Azuela’s The Underdogs: The Literary Imagination
The literary imagination can unfold the knots of history in a way that is otherwise impossible. It is able to break through the limitations of objective description and political theory by engaging a sense of morality, of common cause and empathy for suffering that change opinion and influence action. It plays a very important part, furthermore, in a nation’s reprisal and embrace of its modern history. The literary imagination and its voice are a central pillar in the construction of national identity in the 21st century, inseparable from most form of history. Mariano Azuela’s The Underdogs, however, demonstrates that the literary imagination is capable of more than chronicling or even complicating events that mark what is considered momentous; it allows the author (and it therefore challenges the reader) to confront the true obstacles to significant social change during times of revolution and upheaval– the violence, greed, and essentially ‘human’ flaws that ossify society’s cruelties and inequalities in the shifting of ruling classes.

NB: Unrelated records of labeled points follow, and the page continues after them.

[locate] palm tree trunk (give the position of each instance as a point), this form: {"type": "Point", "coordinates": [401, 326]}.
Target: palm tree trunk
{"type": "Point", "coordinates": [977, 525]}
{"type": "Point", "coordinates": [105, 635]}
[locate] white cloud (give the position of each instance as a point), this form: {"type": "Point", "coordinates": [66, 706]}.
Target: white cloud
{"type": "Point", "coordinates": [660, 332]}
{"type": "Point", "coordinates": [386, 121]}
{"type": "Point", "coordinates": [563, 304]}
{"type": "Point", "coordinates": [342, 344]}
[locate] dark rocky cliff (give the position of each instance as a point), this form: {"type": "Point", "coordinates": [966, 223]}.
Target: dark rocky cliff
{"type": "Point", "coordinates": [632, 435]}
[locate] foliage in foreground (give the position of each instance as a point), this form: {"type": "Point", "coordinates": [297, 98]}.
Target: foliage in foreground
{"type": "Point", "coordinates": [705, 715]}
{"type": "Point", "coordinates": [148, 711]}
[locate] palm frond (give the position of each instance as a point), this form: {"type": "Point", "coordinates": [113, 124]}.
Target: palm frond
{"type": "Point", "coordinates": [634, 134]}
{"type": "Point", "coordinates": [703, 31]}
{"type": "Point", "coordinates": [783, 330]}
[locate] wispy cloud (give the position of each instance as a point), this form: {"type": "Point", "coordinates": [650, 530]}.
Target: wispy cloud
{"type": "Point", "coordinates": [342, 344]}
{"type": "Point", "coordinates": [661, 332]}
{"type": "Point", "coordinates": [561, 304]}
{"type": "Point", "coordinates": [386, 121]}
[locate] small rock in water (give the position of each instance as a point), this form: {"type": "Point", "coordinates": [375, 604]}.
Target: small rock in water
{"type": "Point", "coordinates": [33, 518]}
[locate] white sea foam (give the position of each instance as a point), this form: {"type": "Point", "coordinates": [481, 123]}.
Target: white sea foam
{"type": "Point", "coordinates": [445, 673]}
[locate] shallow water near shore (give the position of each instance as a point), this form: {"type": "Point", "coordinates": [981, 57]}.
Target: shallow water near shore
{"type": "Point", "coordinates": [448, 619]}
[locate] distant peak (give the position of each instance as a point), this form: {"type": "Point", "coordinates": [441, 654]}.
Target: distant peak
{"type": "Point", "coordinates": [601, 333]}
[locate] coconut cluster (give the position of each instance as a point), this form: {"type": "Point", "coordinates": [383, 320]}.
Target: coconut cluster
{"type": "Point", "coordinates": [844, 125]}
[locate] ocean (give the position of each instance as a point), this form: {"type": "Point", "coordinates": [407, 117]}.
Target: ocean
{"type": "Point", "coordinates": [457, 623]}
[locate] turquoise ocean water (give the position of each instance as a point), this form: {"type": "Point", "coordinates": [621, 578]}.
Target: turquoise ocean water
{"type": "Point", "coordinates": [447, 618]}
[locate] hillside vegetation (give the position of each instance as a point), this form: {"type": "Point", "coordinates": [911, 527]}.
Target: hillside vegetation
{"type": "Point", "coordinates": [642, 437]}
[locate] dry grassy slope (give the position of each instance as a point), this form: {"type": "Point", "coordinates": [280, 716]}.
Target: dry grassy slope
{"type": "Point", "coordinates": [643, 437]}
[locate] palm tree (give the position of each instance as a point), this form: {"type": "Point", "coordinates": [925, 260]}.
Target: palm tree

When considering and unpacking, as a cultural reader and historical critic, a dramatic reformation of society and its power structures, the literary imagination (the voice of authorial interpretation and account) can illustrate the complexities of human nature in the face of what amounts to be inexorable, predetermined historical events. It is positioned to confront and unpack, in Mexico’s case, for example, the bitter failures of several movements during a century of upheaval and revolution as profoundly human failures, not political or ideological shortcomings. Azuela’s novel shows that without a clear vision or an unquestioned leadership, after its victory against “Porfidian” federalist forces, the revolution descends into an unavoidable chaos, into violence and the corruption of ideals. This descent is unavoidable because of a vacuum of power, a lack of information and knowledge, and an absence of law and cooperation that is fleshed out in the novel through different characters and episodes – a vacuum created by a history of colonialism, elitism and oppression.